その際、我らミネルバの役人を数名同行させてもよろしいでしょうか?」
「勿論だとも。
我々のわがままを受け入れてくれて感謝致す」
こうしてジェシカ達は、グラフ達より遅れて出雲の国へ再び向かうこととなった。
─────────────
それから三日。
グラフとクロードは、ようやく納得のいく出雲の砂鉄を集め終えていた。
山道を歩き回り、砂を掬い、選び続けた三日間。
足も腕も、すでに限界だった。
「……つ、疲れた……」
砂鉄の入った袋を地面に置き、クロードはその場に尻もちをついた。
「……これでいいのか」
「は、はい。
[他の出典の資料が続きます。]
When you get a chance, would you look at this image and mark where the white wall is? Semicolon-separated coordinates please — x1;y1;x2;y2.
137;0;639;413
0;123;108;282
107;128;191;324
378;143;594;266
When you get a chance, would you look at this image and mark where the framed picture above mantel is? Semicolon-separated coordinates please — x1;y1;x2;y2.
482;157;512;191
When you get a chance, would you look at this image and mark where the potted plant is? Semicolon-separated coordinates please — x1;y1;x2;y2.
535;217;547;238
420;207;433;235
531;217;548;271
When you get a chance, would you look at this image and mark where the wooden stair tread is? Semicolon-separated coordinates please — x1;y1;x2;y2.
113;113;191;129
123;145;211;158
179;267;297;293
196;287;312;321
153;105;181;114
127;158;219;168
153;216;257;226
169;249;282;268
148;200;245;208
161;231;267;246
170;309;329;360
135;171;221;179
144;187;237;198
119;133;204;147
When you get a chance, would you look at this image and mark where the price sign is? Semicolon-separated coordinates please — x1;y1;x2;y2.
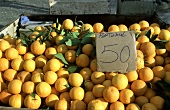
96;31;136;73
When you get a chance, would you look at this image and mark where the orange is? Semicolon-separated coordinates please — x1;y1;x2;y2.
23;59;36;72
125;70;138;82
36;82;51;98
91;71;105;84
69;86;84;100
30;40;46;55
0;39;10;52
24;93;41;109
45;94;59;108
103;86;119;103
50;31;58;42
17;71;31;82
137;35;149;44
55;35;64;45
0;50;2;58
67;45;79;50
164;64;170;72
62;19;74;30
5;47;19;60
108;25;119;32
0;58;9;71
83;91;96;104
138;67;154;82
84;81;94;92
76;54;90;67
31;72;44;84
46;58;61;72
119;89;135;104
8;79;22;94
51;22;61;30
155;55;164;66
92;84;105;98
90;59;97;72
152;66;166;79
59;92;71;103
64;50;76;63
152;77;161;89
87;99;105;110
150;23;160;27
3;69;17;81
70;100;86;110
80;67;92;81
93;23;104;33
68;73;83;87
0;89;12;104
23;52;35;60
136;41;140;50
139;20;149;30
57;44;68;54
135;96;149;107
71;25;81;32
112;74;128;90
57;68;69;79
153;26;161;35
165;41;170;51
140;42;156;57
55;78;69;92
110;101;125;110
54;99;70;110
0;72;4;82
164;57;170;64
144;88;156;99
22;81;35;94
51;85;60;96
16;43;28;55
102;80;112;87
105;72;118;80
137;50;144;59
164;71;170;82
34;25;44;32
82;23;93;32
131;80;148;96
0;82;7;92
142;103;158;110
9;94;24;108
82;44;93;56
136;57;144;70
35;55;48;68
150;96;165;110
45;47;57;59
126;103;140;110
145;26;154;35
159;29;170;40
118;24;128;31
44;71;58;85
3;35;16;45
129;23;141;32
11;58;24;71
29;31;39;39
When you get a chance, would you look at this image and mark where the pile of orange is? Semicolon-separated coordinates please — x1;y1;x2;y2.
0;18;170;110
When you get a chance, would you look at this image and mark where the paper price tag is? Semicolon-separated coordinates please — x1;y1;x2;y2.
96;31;136;73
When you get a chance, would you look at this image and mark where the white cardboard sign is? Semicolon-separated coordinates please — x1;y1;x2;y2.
96;31;136;73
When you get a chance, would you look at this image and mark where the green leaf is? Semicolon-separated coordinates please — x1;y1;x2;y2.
30;92;36;99
59;36;70;44
150;34;158;42
21;39;28;47
145;29;151;39
81;29;95;38
135;33;140;39
28;28;34;32
67;66;78;73
76;44;82;56
154;80;170;92
60;29;65;35
35;31;44;40
53;53;69;65
71;32;78;38
153;40;168;49
65;39;72;46
81;37;92;44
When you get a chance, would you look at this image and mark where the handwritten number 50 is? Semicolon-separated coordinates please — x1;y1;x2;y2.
100;44;130;63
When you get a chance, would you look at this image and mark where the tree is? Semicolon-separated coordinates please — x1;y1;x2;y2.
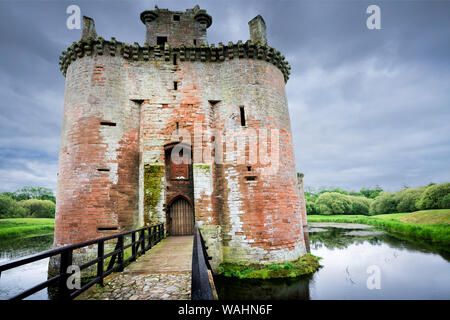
347;195;373;215
416;183;450;210
0;195;27;218
369;192;398;215
13;186;56;203
395;187;426;213
315;192;352;215
19;199;55;218
437;194;450;209
360;186;383;199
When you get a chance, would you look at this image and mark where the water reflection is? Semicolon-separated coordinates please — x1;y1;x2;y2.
215;224;450;300
0;234;54;300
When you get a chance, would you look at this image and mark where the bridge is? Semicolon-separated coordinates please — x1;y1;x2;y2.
0;223;216;300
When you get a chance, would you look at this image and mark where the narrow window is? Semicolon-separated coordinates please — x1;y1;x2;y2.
193;39;197;46
176;122;179;135
247;166;252;172
208;100;220;106
173;15;180;21
100;121;116;126
97;226;118;231
239;106;246;126
173;54;177;65
97;168;110;172
157;36;167;46
174;81;178;90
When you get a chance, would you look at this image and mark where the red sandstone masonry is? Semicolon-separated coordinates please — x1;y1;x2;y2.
54;6;305;266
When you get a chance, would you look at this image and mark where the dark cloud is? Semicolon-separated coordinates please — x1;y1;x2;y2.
0;0;449;193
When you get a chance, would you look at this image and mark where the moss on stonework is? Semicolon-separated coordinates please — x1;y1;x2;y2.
218;253;321;279
143;163;164;225
194;164;211;172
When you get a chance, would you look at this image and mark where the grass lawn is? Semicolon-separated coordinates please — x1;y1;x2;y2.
0;218;55;239
307;209;450;244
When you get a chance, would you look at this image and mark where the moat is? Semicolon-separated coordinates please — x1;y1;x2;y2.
214;223;450;300
1;223;449;299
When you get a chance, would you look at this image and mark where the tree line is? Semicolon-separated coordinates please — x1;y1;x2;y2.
305;182;450;216
0;187;56;218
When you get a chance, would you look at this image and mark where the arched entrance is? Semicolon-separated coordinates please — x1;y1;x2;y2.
168;197;194;236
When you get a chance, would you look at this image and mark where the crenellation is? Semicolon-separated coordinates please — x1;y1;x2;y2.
59;38;291;82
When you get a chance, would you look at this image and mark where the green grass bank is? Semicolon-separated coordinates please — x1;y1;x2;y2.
307;209;450;244
0;218;55;239
218;253;321;279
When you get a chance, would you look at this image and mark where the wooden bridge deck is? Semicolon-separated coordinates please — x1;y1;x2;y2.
77;236;194;300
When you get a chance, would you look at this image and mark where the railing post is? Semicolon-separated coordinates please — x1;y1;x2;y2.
118;235;124;272
150;226;154;247
59;249;73;300
97;240;104;286
147;226;151;251
140;229;145;255
131;232;136;261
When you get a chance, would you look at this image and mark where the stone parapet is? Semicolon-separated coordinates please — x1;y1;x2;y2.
59;38;291;82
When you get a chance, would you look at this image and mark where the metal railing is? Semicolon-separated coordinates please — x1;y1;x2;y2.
0;223;165;300
191;223;215;300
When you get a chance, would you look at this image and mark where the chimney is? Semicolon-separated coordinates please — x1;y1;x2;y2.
248;15;267;45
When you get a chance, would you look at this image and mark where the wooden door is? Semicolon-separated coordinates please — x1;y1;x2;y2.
169;198;194;236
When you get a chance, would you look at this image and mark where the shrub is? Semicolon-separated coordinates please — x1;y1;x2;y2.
347;195;373;215
19;199;55;218
395;187;426;213
315;192;352;215
437;194;450;209
0;195;27;218
369;192;398;215
416;183;450;210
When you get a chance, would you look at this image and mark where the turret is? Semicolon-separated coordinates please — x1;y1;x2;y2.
140;5;212;47
248;15;267;45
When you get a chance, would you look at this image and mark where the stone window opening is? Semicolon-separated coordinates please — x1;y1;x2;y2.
193;39;197;46
208;100;220;106
239;106;246;126
97;226;118;231
173;53;178;65
247;166;252;172
157;36;167;46
97;168;110;172
174;81;178;90
100;121;116;126
173;14;180;22
176;121;179;135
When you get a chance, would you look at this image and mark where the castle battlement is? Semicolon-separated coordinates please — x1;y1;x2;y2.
59;39;291;82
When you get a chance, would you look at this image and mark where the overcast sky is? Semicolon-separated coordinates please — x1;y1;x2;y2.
0;0;449;193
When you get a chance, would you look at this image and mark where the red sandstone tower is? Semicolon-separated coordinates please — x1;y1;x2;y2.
54;6;307;270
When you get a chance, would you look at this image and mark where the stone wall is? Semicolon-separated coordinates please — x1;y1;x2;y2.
141;6;211;47
54;7;305;268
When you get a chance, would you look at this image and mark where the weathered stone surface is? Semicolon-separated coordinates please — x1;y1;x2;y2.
76;236;192;300
54;6;306;272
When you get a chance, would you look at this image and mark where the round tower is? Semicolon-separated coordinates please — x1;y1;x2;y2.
53;7;305;275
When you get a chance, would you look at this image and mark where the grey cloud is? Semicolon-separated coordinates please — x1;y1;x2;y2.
0;0;449;193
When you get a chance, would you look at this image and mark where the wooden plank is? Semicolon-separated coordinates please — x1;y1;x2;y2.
169;198;194;236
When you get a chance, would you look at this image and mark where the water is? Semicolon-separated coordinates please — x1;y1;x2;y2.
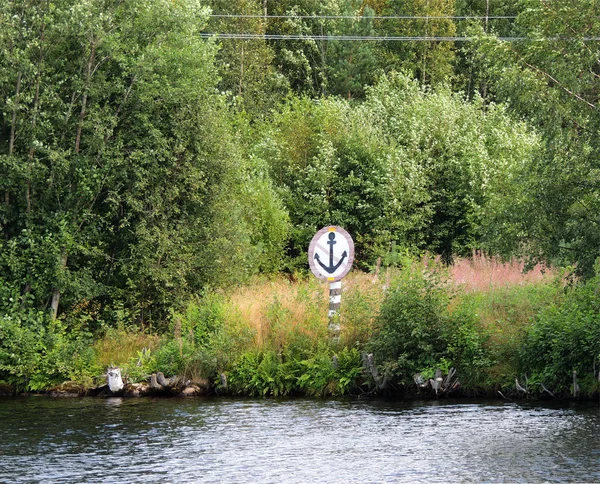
0;397;598;483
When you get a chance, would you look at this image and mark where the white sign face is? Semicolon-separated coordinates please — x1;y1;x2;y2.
308;226;354;281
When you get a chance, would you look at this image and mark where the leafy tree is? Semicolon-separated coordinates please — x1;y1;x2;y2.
378;0;458;85
254;72;539;268
468;0;600;276
362;73;540;260
454;0;519;98
266;0;330;97
205;0;289;118
324;0;378;99
266;0;379;99
0;0;289;328
253;94;430;269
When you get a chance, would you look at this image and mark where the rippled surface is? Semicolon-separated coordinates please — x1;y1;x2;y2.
0;397;598;483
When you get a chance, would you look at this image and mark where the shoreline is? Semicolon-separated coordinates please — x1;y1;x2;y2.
2;380;597;403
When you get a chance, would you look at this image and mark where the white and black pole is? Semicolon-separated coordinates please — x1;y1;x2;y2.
328;280;342;336
308;226;354;341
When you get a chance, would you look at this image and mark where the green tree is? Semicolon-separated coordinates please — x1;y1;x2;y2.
469;0;600;276
253;93;430;269
206;0;289;118
0;0;289;328
324;0;378;99
379;0;458;85
363;73;540;260
266;0;329;97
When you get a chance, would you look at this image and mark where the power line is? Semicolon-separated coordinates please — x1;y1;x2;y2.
200;33;600;42
209;14;517;20
201;33;501;41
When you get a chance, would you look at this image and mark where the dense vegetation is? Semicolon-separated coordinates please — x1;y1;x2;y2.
1;0;598;398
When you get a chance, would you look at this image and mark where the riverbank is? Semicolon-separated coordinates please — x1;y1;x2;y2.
1;255;599;401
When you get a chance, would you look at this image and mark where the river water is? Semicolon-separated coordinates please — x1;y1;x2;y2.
0;397;598;483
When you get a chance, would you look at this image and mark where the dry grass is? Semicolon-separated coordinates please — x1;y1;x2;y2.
228;276;329;349
226;271;390;349
93;328;160;368
91;254;559;367
221;254;557;350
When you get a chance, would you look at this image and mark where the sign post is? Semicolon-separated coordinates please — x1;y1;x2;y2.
308;226;354;339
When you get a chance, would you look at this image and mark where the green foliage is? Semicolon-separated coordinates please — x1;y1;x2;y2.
228;350;298;397
176;291;227;347
445;304;494;390
123;346;156;384
2;0;599;400
379;0;457;85
0;306;98;391
367;255;503;392
368;257;452;384
520;271;600;397
254;92;430;269
339;280;383;346
0;0;291;330
207;0;289;118
297;346;363;396
363;72;540;260
324;0;378;99
255;72;539;271
227;345;363;397
467;1;600;277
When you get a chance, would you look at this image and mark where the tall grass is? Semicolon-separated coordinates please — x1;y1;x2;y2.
87;253;592;397
91;253;559;372
449;251;555;292
92;327;160;369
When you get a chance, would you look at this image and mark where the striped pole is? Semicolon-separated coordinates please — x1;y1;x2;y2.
329;280;342;338
308;226;354;342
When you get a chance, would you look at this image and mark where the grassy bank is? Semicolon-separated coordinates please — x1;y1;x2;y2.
1;255;599;400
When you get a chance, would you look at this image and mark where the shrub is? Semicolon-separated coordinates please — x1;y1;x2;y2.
228;350;298;397
367;258;452;386
0;309;98;391
445;304;494;391
227;345;363;397
520;272;600;397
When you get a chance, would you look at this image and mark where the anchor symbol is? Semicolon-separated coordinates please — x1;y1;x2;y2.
315;232;348;274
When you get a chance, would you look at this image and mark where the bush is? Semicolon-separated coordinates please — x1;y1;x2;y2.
227;345;363;397
368;258;452;386
228;350;298;397
367;256;498;393
0;308;98;391
520;272;600;397
445;304;494;391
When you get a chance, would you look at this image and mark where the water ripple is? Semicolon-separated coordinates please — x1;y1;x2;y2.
0;397;598;483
グラフさんのおかげで……これで玉鋼が作れます」
「そうか」
グラフは短く答えた。
──その時。
「……ん? 何だ、あれは……」
グラフの視線が遠くの水平線へ向けられていた。
クロードも立ち上がり、同じ方向を見る。
「……船……ですかね」
「ああ、そのようだな。
……だが、どこか見覚えのある船のように感じるが」
「いやいや、気のせいじゃなくて、あれはミネルバの船ですよ!」
グラフの視線がゆっくりとクロードへ向く。
「え!? あ、いや……だって……」
「ふっ、まぁいい」
グラフは小さく笑った。
「ってことは、あれはジェシカ達だな」
──<真打>建御雷神。
「ちょうど砂鉄集めも終わったところだ。
港まで向かうか」
「え……少し休んでから行きませんか」
再びグラフはクロードを睨んだ。
「は、はい……分かりました」
グラフはクロードに砂鉄袋を持たせ、あえて歩いて下山させていた。
「はぁ……はぁ……お、重い……」
「お前を鍛えるには丁度いいだろう」
「………」
グラフは黙って前を歩く。
やがて山道の先に、赤い鳥居が見えてきた。
「もうすぐだ。
そこまで運べば、あとは俺がやっ──」
その時だった。
グラフの耳に、微かな音が届く。
鼓動のような──不自然な心音。
ピタリと足を止め、音のする方へ顔を向ける。
目を細め、周囲を探る。
「うわ! 急に止まらないで下さいよ……」
「シッ。黙れ」
低い声だった。
「え……?」
グラフはクロードの頭を押さえ、体勢を低くさせる。
次の瞬間。
茂みの奥から、腐りかけた肉を揺らしながら一匹の死者が姿を現した。
濁った目が、ゆっくりとこちらを向く。
「いい機会だ」
グラフが低く呟く。
「クロード。お前、あの死者を殺れ」
「え……俺がですか?」
「そうだ。その腰につけている物は、ただの飾りなのか?」
クロードは腰に携えている出雲刀へ手を当てた。
──あの時、守人に託された刀。
この刀を握った瞬間の重みを、今でも覚えている。
胸の奥で鼓動が強くなる。
逃げるか。
それとも、戦うか。
クロードは刀の柄を強く握りしめた。
「……分かりました」
ゆっくりと立ち上がる。
「やります」
一匹の死者へ向かい、静かに歩き出す。
その背中を、グラフは腕を組みながら見ていた。
覚悟を決めた一人の男。
──クロードの戦いが、今始まる。